Birinci çilek, doğru bildiğin için hiç düşünmeden çileğin bir tanesini direkt yemiştim, özlediğimi o an fark etmiştim, resmen yediğim için mutlu olmuştum.
"Telefonun bilmediğin kadar el değiştirmiş, sadece ablanı araman için aldığın bir telefon, ablan sana ulaşamayana kadar maalesef o telefonu kullanacaksın ama birinde güzel bir telefon gördüğünde özeniyorsun, hatta... Fotoğraf çekmek istediğin anlarda telefonunu çıkarmaya utanıyorsun."
İkinci çilek... Doğru bildiğin bir acı, eminim ki bunu fark etmek için beni defalarca kez gözlemledin.
"Üstünde ki kıyafetleri ikinci el dükkanından, bit pazarından alıyorsun. Elinde, tek sahip olduğun şey ailenden kalan ev, onu da ablanın hastanede kalması için günlük kiraya veriyorsun..."
Üçüncü çilek, utanmıştım bu bildiklerin karşısında ama her doğru için bir çilek yememi istemiştin, her doğru.. bildiğin benim gerçek ve normal hayatım, senin ise acıyarak baktığın hayatım.
Sonra her şey normal bir şekilde ilerlemeye başlamıştı.

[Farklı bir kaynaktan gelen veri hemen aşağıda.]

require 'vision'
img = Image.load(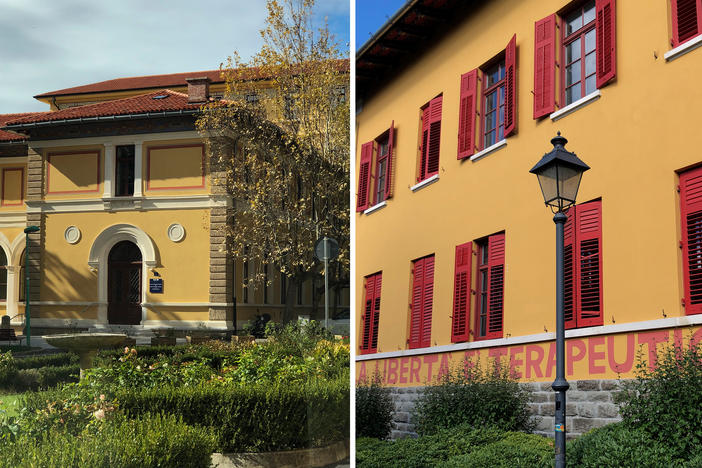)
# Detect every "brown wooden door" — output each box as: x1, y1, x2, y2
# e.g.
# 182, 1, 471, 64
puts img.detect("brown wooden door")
107, 241, 142, 325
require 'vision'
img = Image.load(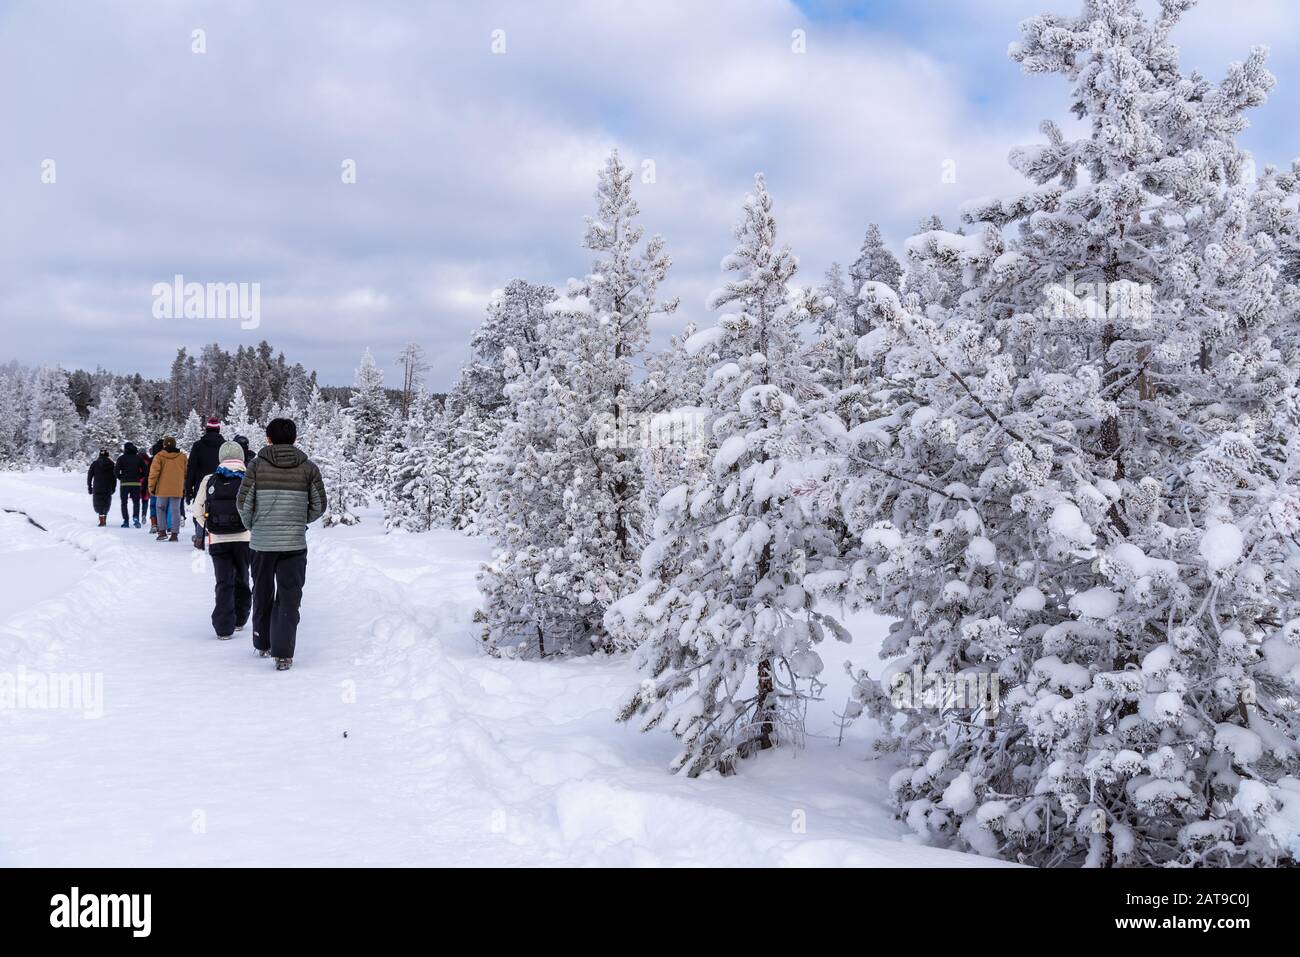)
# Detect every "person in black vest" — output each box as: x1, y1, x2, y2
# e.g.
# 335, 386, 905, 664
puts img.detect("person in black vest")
186, 417, 226, 549
114, 442, 148, 527
86, 448, 116, 526
191, 441, 252, 639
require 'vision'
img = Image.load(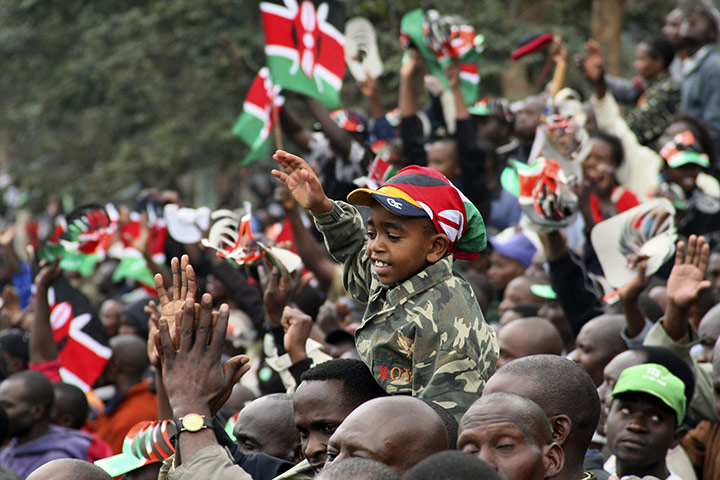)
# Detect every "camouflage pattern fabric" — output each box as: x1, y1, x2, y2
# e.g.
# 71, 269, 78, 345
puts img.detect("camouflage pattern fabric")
625, 72, 680, 146
314, 201, 498, 421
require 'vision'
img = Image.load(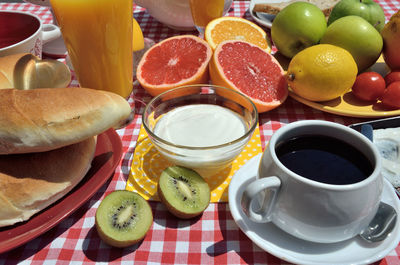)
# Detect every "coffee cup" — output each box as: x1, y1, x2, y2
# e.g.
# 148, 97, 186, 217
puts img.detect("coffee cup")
241, 120, 383, 243
0, 10, 61, 58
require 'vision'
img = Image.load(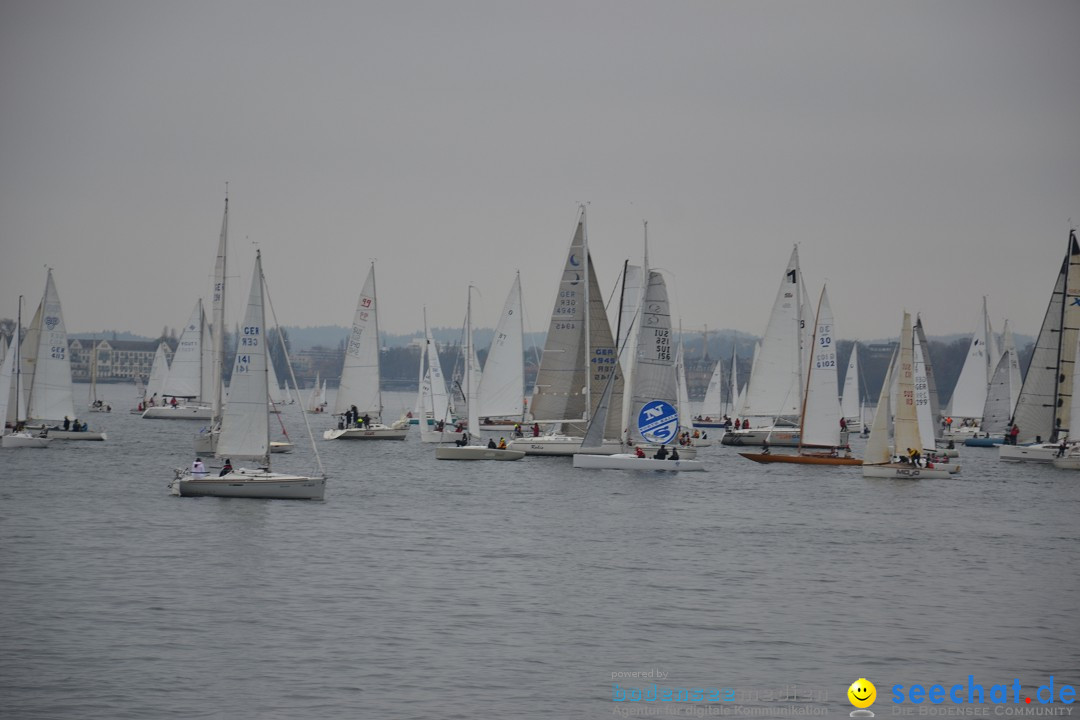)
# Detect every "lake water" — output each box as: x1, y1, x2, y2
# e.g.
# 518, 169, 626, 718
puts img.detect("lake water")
1, 388, 1078, 719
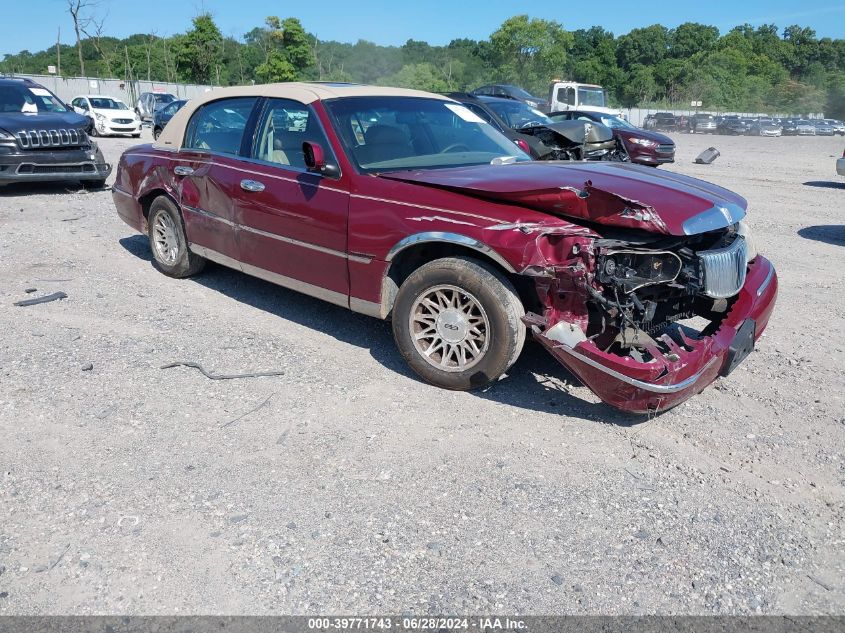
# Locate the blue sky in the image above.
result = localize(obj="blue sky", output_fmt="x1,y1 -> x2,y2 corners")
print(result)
3,0 -> 845,57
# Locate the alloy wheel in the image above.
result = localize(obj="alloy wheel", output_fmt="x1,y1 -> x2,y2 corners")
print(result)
409,284 -> 490,372
152,211 -> 179,265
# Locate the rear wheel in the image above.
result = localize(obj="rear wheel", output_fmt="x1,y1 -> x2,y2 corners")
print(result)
153,127 -> 162,140
147,195 -> 206,278
392,256 -> 525,391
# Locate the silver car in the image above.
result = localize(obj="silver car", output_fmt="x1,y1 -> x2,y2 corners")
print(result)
751,119 -> 782,137
814,120 -> 835,136
135,92 -> 177,121
826,120 -> 845,136
796,120 -> 817,136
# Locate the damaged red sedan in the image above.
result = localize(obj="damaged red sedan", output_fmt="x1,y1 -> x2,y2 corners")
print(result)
112,84 -> 777,413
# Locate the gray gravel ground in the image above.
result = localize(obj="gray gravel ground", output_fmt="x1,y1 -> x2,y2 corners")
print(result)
0,127 -> 843,615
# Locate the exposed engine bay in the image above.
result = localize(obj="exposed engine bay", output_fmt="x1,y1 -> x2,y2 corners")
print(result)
583,224 -> 751,363
521,120 -> 629,162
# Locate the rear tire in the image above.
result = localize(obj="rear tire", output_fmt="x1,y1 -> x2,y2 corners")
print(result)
392,256 -> 525,391
147,195 -> 206,278
153,127 -> 161,140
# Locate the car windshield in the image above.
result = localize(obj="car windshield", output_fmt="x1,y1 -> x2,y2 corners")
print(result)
324,96 -> 531,173
506,85 -> 536,100
90,97 -> 128,110
578,87 -> 606,108
595,113 -> 636,130
0,84 -> 68,113
154,94 -> 175,104
483,99 -> 552,129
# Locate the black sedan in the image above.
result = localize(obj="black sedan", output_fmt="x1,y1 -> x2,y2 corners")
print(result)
550,110 -> 675,166
152,99 -> 187,140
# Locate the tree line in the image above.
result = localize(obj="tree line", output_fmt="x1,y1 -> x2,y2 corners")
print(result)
2,11 -> 844,117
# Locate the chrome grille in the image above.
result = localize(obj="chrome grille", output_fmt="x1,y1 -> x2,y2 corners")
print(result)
17,128 -> 85,148
698,236 -> 748,299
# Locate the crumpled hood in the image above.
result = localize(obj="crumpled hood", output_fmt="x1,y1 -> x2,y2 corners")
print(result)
379,161 -> 747,235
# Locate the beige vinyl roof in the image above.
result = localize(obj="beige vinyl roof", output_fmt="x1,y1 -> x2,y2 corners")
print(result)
155,82 -> 454,149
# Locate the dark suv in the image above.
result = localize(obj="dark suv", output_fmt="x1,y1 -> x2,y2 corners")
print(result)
0,77 -> 111,187
470,84 -> 548,111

"Gözlüğün yeşil ama takmıyorsun."
"Saçlarını boyamak istiyorsun ama boyaya para harcayacak kadar bütçen yok."
"Kaykay sürmeyi öğrenmek istiyorsun ama düşersen bu seni utandırır."
"Sabırlı olmayı deniyorsun, sabırlı gözükmeye çalışıyorsun ama o kadar doldun ki, artık bir sabır eşiğin yok."
"Keman çalmayı bıraktın."
"İnancını kaybettin."
"Ablana sıfır kıyafetler aldın, tertemiz.. ama onları düzenli yıkayacak bir makinen olmadığı için kafede gizlice yıkamaya çalıştın."
"En sevdiğin yemek.. en sevdiğin yemeği o kadar uzun süredir yemedin ki, adını unuttun."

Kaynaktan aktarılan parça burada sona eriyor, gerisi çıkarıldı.